Many of the terms found in the Employee Retirement Income Security Act (ERISA) are open to interpretation. For example, how do we define “reasonable” with respect to fees and expenses? We delved into that topic in a recent Plan Talk podcast episode (Does It Spark Joy?) and determined that ERISA offers no black-and-white definition, leaving the concept of defraying reasonable costs rather murky. Another concept that has received renewed attention recently is that of “actual knowledge,” mentioned in Section 113, the Limitation of Actions portion of ERISA. Specifically, when does a participant (plaintiff) have actual knowledge of a breach or violation of duty?

The answer to this question hinges on the notion of when the clock starts running on ERISA’s three-year statute of limitations. We may get a better idea of what “actual knowledge” entails soon, as the U.S. Supreme Court has agreed to hear the Sulyma vs. Intel Corp. Investment Policy Committee case. The initial claim in this case was that participants were not made fully aware of the risks, fees and expenses associated with allocations made to hedge funds and private equity investments in the plan’s target date funds and global diversified funds, which led to losses over a six-year period.

The case was originally dismissed because Intel claimed that the plaintiffs had access to plan documents and fund facts sheets – which included asset allocation information – for more than three years.

However, on appeal, the 9th Circuit Court reopened the case, ruling in favor of plaintiffs. In that decision, the court defined “actual knowledge” as “something between bare knowledge of the underlying transaction, which would trigger the limitations period before a plaintiff was aware he or she had reason to sue, and actual legal knowledge, which only a lawyer would normally possess.”1

As Intel defendants noted during proceedings, it is exceedingly difficult for the defendants to establish whether the plaintiffs have in fact read the information they received – which means this ruling could open up a can of worms for retirement plan sponsors faced with similar legal action in the future.

Our hope, as always, is that the highest court in the land will eventually provide reliable guidance as to what “actual knowledge” really means.
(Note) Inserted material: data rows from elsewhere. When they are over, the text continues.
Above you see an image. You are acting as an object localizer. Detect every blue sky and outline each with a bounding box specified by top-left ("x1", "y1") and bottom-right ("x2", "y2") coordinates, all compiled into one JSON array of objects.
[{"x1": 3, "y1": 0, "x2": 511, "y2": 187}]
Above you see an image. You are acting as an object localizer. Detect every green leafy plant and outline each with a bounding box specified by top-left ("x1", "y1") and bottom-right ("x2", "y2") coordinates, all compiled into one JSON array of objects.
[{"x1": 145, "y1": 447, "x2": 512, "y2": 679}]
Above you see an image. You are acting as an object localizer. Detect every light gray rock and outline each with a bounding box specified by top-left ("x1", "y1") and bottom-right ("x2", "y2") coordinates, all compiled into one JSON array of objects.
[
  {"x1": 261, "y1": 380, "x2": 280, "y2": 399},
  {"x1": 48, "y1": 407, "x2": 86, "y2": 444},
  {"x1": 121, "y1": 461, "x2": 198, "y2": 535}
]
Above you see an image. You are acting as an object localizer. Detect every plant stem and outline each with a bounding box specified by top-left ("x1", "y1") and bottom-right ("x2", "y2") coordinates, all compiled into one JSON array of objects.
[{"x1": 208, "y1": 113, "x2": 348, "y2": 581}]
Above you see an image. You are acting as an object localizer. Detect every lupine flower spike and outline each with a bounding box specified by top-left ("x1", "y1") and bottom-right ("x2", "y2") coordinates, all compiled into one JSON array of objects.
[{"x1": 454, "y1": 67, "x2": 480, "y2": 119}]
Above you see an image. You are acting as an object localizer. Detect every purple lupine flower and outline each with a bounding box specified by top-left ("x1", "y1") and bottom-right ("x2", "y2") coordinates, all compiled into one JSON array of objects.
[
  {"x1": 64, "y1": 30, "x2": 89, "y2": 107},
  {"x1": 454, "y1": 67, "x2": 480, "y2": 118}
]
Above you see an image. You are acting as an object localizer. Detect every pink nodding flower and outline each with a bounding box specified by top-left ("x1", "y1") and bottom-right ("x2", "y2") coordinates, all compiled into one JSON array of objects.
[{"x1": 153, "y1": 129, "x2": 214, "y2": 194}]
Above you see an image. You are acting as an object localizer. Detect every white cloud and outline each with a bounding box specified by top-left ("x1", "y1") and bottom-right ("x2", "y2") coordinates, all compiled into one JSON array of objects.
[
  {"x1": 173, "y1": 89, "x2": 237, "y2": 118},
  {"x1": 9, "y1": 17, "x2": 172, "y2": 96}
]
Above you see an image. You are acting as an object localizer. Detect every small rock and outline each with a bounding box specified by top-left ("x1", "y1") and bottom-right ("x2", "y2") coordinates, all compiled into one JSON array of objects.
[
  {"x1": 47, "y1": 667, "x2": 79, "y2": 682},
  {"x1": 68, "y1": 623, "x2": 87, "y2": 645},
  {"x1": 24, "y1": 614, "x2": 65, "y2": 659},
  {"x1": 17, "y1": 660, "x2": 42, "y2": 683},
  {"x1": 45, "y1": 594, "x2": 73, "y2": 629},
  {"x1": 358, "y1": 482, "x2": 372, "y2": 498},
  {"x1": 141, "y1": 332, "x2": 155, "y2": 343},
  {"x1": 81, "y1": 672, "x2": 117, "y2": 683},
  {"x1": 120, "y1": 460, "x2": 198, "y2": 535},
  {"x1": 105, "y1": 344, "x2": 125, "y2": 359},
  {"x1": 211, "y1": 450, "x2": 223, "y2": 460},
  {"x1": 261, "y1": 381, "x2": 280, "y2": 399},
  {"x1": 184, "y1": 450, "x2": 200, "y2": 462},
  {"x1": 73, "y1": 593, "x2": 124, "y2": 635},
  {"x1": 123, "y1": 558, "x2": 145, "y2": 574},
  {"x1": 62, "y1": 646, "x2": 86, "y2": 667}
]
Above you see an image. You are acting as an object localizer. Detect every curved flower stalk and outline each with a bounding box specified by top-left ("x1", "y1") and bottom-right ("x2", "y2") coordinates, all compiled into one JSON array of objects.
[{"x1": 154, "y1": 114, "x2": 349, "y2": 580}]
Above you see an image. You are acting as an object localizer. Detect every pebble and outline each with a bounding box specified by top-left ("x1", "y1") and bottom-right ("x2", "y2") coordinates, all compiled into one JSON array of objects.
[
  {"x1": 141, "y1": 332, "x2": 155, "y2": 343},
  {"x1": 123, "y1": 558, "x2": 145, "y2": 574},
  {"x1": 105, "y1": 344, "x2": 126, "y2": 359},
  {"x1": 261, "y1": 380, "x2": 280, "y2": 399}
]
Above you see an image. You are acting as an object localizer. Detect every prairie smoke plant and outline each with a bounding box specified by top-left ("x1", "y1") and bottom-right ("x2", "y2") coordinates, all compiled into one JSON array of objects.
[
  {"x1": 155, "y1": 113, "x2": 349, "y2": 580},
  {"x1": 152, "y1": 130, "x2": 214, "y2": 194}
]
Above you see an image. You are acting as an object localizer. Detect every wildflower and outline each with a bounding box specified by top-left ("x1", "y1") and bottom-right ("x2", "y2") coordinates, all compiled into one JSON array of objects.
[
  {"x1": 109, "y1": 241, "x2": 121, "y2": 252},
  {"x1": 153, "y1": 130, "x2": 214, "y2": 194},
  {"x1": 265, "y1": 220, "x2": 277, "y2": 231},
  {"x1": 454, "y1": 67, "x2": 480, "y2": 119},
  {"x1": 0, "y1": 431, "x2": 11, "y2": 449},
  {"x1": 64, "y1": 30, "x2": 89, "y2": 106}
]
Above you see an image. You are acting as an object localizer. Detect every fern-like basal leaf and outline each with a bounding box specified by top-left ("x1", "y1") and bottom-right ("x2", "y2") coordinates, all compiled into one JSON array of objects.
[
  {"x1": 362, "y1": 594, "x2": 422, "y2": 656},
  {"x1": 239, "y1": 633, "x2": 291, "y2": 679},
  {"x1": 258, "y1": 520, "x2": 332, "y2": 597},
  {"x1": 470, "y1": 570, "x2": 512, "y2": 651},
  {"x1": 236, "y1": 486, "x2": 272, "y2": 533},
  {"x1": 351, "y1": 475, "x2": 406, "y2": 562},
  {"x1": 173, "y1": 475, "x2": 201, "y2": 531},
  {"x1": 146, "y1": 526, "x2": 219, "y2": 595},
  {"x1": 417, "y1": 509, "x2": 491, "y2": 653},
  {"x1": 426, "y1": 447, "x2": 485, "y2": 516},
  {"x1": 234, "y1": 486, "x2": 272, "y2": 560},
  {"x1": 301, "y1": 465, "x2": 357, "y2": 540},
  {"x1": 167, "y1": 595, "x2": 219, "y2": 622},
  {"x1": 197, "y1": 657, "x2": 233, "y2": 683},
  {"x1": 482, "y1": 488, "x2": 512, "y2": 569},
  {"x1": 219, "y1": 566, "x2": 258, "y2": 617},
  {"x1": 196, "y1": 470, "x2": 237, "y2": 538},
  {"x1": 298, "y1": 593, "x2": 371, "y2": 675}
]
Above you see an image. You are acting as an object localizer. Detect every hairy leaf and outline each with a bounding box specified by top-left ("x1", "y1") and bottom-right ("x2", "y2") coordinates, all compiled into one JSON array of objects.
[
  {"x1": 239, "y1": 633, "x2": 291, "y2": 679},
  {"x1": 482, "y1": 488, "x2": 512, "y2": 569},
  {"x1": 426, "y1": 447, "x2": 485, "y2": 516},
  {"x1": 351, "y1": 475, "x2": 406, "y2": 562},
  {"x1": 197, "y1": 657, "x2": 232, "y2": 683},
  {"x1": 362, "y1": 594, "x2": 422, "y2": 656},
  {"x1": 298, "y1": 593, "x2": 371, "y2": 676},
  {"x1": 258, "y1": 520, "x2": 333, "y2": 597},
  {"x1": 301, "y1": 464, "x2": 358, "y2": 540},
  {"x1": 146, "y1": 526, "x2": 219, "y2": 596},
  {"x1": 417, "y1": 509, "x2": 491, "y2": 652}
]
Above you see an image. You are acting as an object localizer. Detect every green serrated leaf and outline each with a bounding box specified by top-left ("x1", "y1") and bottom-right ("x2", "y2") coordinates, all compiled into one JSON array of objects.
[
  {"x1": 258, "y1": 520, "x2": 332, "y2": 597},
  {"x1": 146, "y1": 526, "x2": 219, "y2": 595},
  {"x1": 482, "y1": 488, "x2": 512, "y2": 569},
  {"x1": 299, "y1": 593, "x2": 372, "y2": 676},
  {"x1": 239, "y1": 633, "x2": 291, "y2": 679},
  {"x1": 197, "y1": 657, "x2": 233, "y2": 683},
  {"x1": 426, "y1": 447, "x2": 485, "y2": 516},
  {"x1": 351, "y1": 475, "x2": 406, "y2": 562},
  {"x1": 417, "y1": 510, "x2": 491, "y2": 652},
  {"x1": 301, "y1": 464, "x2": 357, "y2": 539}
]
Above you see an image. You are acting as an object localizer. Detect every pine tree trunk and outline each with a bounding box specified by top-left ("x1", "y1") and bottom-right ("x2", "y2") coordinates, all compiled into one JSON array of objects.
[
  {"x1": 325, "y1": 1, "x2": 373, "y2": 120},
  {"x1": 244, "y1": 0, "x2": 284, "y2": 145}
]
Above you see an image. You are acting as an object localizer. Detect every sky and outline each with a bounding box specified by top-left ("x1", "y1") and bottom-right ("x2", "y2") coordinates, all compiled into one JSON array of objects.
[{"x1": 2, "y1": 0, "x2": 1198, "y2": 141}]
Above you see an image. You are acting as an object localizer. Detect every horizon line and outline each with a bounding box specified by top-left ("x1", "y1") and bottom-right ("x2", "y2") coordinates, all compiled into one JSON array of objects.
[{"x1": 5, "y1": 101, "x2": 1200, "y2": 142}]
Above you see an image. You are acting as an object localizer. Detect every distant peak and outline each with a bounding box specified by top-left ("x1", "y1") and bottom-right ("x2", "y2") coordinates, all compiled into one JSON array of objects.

And that ultimately, plan sponsors will be able to draw on that guidance to help ensure participants are appropriately and sufficiently informed of allocation changes and other plan changes.

“Sponsors will need to use multiple different mediums to keep participants informed, including print, email, online, video, in-person and others. After all, knowledge – and in this case, ‘actual knowledge’ – can come in many forms.”

Looking into the future, the outcome of the Sulyma-Intel case could raise other issues that will need to be resolved. For instance, there have been ongoing debates and proposed legislation around the electronic delivery of plan documents. Many have said that electronic delivery is a better option for participants who may prefer online communications for environmental or convenience reasons (or both). It’s also a more cost-effective option for plan sponsors because it saves them the expense of having to print physical copies. In fact, a study from the American Retirement Association and the Investment Company Institute estimated that moving exclusively to electronic delivery could save sponsors approximately $500 million per year.2

The results of the Intel case could slow – or at the very least, change – this entire discussion. More specifically, plan sponsors will want to make certain that participants receive, read and have “actual knowledge” of plan documents and what’s contained in them. But how can sponsors make that determination? Is the best solution to physically deliver the documents to a participant? Or is it more effective to use electronic delivery and require participants to check a box indicating they’ve reviewed the documents?

The larger issue, of course, is how best to communicate with participants to keep them engaged with their goals and on track for a comfortable retirement. And that will depend largely on a plan’s participant population, including the kind of work they do and where and when they do that work.

However, while plan sponsors’ communications may skew toward digital or print depending on the participant population, there is no one right answer. Sponsors will need to use multiple different mediums to keep participants informed, including print, email, online, video, in-person and others. After all, knowledge – and in this case, “actual knowledge” – can come in many forms.


1Supreme Court takes on Intel Case About ‘Actual Knowledge,’ PLANSPONSOR.com. June 13, 2019.
2ARA Study Finds Electronic Delivery of DC Plan Disclosures Can Save Money, PLANSPONSOR.com. June 25, 2018.